Learning how to remove caulk from around your bathtub, sink or countertop can help you keep your home looking great for years, with little effort.
Where to Find Caulk in the Home
You are probably already aware of the bead of caulk surrounding your bathtub. You've probably spent some time cleaning it and know that it's softer than the tile grout, but firm enough to stay in place. But did you also know that there are multiple other areas in your home where caulk resides? Removing and repairing these joints on occasion can help your installations last a lot longer. Check for caulk in the following places:
- Beneath a shower threshold
- Between a kitchen counter and a tile backsplash
- Between a bathroom vanity top and the wall
- Around the edges of a drop-in sink
- In any 90-degree angle of a glass tile installation
The Uses of Caulk
To better understand why you should remove old caulk and replace it with new periodically, it may help you to understand why caulk is used in your home. Caulk can serve a number of purposes, including:
An expansion joint is a space left open and filled with a flexible substance in case of house movement or settlement. Tile is a hard, inflexible substance and so is grout. Without caulk to expand and contract with heat and cold, and to move when the house does, your tile, grout or counters could pull away from the substrate or crack.
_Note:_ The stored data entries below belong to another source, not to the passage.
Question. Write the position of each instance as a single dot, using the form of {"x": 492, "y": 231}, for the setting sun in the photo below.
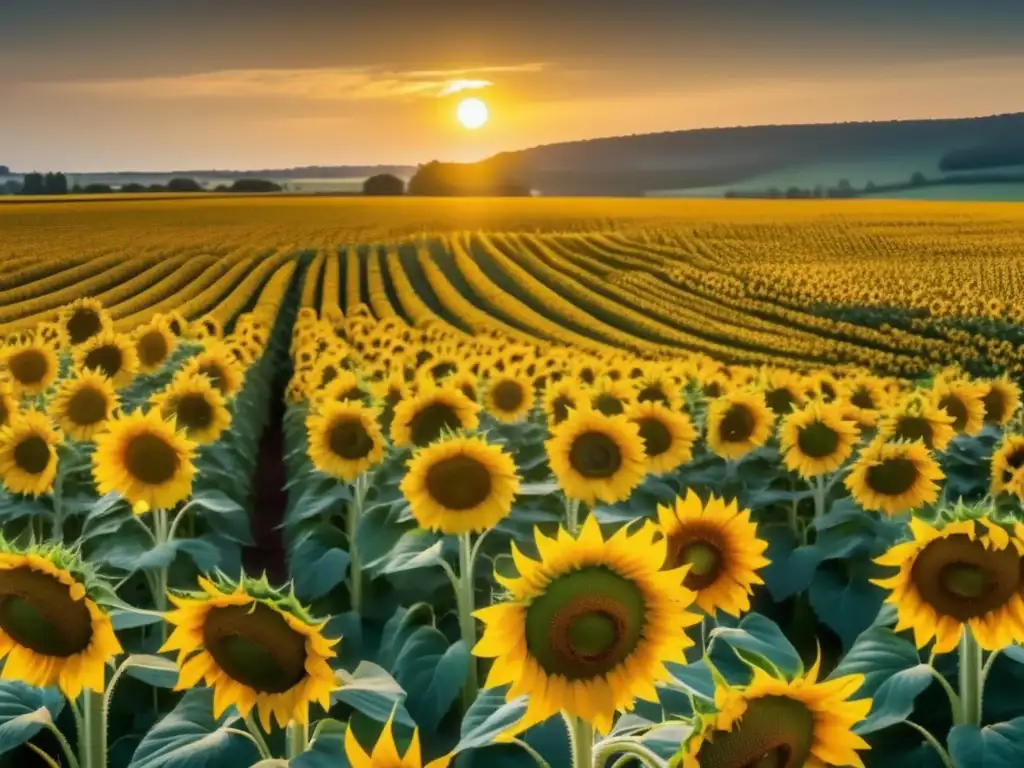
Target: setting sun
{"x": 472, "y": 114}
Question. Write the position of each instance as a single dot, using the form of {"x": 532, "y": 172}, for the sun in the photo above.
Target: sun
{"x": 472, "y": 114}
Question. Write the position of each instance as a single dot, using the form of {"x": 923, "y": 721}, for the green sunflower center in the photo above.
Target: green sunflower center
{"x": 586, "y": 623}
{"x": 37, "y": 612}
{"x": 595, "y": 455}
{"x": 256, "y": 647}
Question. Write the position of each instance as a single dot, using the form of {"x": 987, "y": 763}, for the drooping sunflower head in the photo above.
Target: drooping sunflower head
{"x": 968, "y": 572}
{"x": 720, "y": 544}
{"x": 588, "y": 627}
{"x": 817, "y": 439}
{"x": 145, "y": 459}
{"x": 596, "y": 457}
{"x": 737, "y": 423}
{"x": 345, "y": 439}
{"x": 668, "y": 435}
{"x": 460, "y": 484}
{"x": 255, "y": 647}
{"x": 52, "y": 631}
{"x": 894, "y": 477}
{"x": 83, "y": 404}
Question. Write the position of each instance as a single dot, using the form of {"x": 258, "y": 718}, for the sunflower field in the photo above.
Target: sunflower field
{"x": 556, "y": 483}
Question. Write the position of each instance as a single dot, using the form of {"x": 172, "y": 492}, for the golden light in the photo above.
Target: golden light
{"x": 472, "y": 114}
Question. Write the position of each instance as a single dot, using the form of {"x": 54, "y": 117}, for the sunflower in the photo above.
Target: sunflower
{"x": 256, "y": 648}
{"x": 596, "y": 457}
{"x": 345, "y": 439}
{"x": 668, "y": 435}
{"x": 589, "y": 627}
{"x": 196, "y": 406}
{"x": 800, "y": 723}
{"x": 110, "y": 353}
{"x": 460, "y": 484}
{"x": 421, "y": 419}
{"x": 966, "y": 573}
{"x": 33, "y": 367}
{"x": 737, "y": 423}
{"x": 145, "y": 459}
{"x": 817, "y": 439}
{"x": 51, "y": 632}
{"x": 28, "y": 454}
{"x": 894, "y": 477}
{"x": 83, "y": 404}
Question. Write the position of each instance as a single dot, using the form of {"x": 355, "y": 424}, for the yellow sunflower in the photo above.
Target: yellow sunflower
{"x": 51, "y": 633}
{"x": 737, "y": 423}
{"x": 720, "y": 544}
{"x": 255, "y": 648}
{"x": 29, "y": 454}
{"x": 460, "y": 484}
{"x": 596, "y": 457}
{"x": 145, "y": 459}
{"x": 894, "y": 477}
{"x": 966, "y": 573}
{"x": 816, "y": 439}
{"x": 668, "y": 435}
{"x": 345, "y": 439}
{"x": 82, "y": 406}
{"x": 588, "y": 628}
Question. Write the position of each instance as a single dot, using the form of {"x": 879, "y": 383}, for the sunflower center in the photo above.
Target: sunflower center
{"x": 349, "y": 439}
{"x": 256, "y": 647}
{"x": 595, "y": 455}
{"x": 33, "y": 455}
{"x": 586, "y": 623}
{"x": 459, "y": 482}
{"x": 37, "y": 612}
{"x": 817, "y": 440}
{"x": 151, "y": 459}
{"x": 775, "y": 731}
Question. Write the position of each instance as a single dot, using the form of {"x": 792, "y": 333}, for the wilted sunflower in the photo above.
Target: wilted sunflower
{"x": 196, "y": 406}
{"x": 589, "y": 627}
{"x": 668, "y": 435}
{"x": 28, "y": 454}
{"x": 894, "y": 477}
{"x": 720, "y": 544}
{"x": 83, "y": 404}
{"x": 460, "y": 484}
{"x": 144, "y": 459}
{"x": 112, "y": 354}
{"x": 256, "y": 648}
{"x": 737, "y": 423}
{"x": 596, "y": 457}
{"x": 817, "y": 439}
{"x": 51, "y": 632}
{"x": 791, "y": 724}
{"x": 345, "y": 439}
{"x": 33, "y": 367}
{"x": 421, "y": 419}
{"x": 966, "y": 573}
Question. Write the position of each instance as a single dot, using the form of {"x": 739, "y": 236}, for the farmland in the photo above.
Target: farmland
{"x": 563, "y": 482}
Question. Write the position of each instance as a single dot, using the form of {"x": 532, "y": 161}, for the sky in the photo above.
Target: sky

Glass tile in particular needs a lot of places for expansion and contraction, since it's so fragile. Caulk should be used wherever two areas of glass tiles meet to keep them from harming one another.
Caulk also seals moisture and water out of cracks. Around a sink, between a counter and a wall and beneath a shower threshold, caulk keeps moisture from getting into areas it shouldn't. Without caulk that is in good shape, you could risk having your plaster, dry-wall and other areas damaged by mold, mildew and water.
When a joint is too large for grout to fill, caulk is placed inside. Grout can shrink as it cures, pulling away from very large areas. So anywhere you have a tile installation that stops too soon from a wall, it will be filled with caulk, rather than grout, to keep it well sealed.
Tile and Surface Protection
When houses settle or surfaces move, two hard edges that rub against one another could do some damage if those two edges are not perfectly smooth. Since most tile has some degree of roughness to its edges, caulk is used at every 90-degree turn and at the edges of most tile jobs to protect the surfaces from damaging one another when the house moves or a surfaces settles.
If your caulk is starting to come apart, dry out or just look old, it's probably time to replace it. You can caulk any area yourself without too much trouble, and the first step to re-caulking is to remove the old caulk.
You'll need the following supplies to get the job done:
- Caulk remover to soften the caulk
- Utility knife
- Needle nose pliers
- Church key or can opener
- Bathroom cleaner that kills mold and mildew
Once you have your supplies handy, you're ready to get started.
- Apply the caulk softener to the old caulk and let it sit for about 10 minutes to soften up the caulk.
- Cut through the old caulk with a utility knife; it should start coming up in chunks.
- Use the needle nose pliers to remove large chunks, or stubborn chunks of caulk by pulling them out.
- Drag the pointed end of a church key through the joint to reach any remaining caulk that might be left in the joint.
- Clean out the joint really well. Remove any debris, mold or mildew that might interfere with your new caulk.
- Allow the area to dry completely before you apply new caulk.
By making these kinds of home repairs yourself, you're saving yourself a lot of money and time. By removing old caulk to replace it with new, you could be saving yourself a lot of water damage and mold growth as well as a dirty looking tub or sink. Learn how to remove caulk in your home and know that you are taking an important step toward your home's continuing maintenance.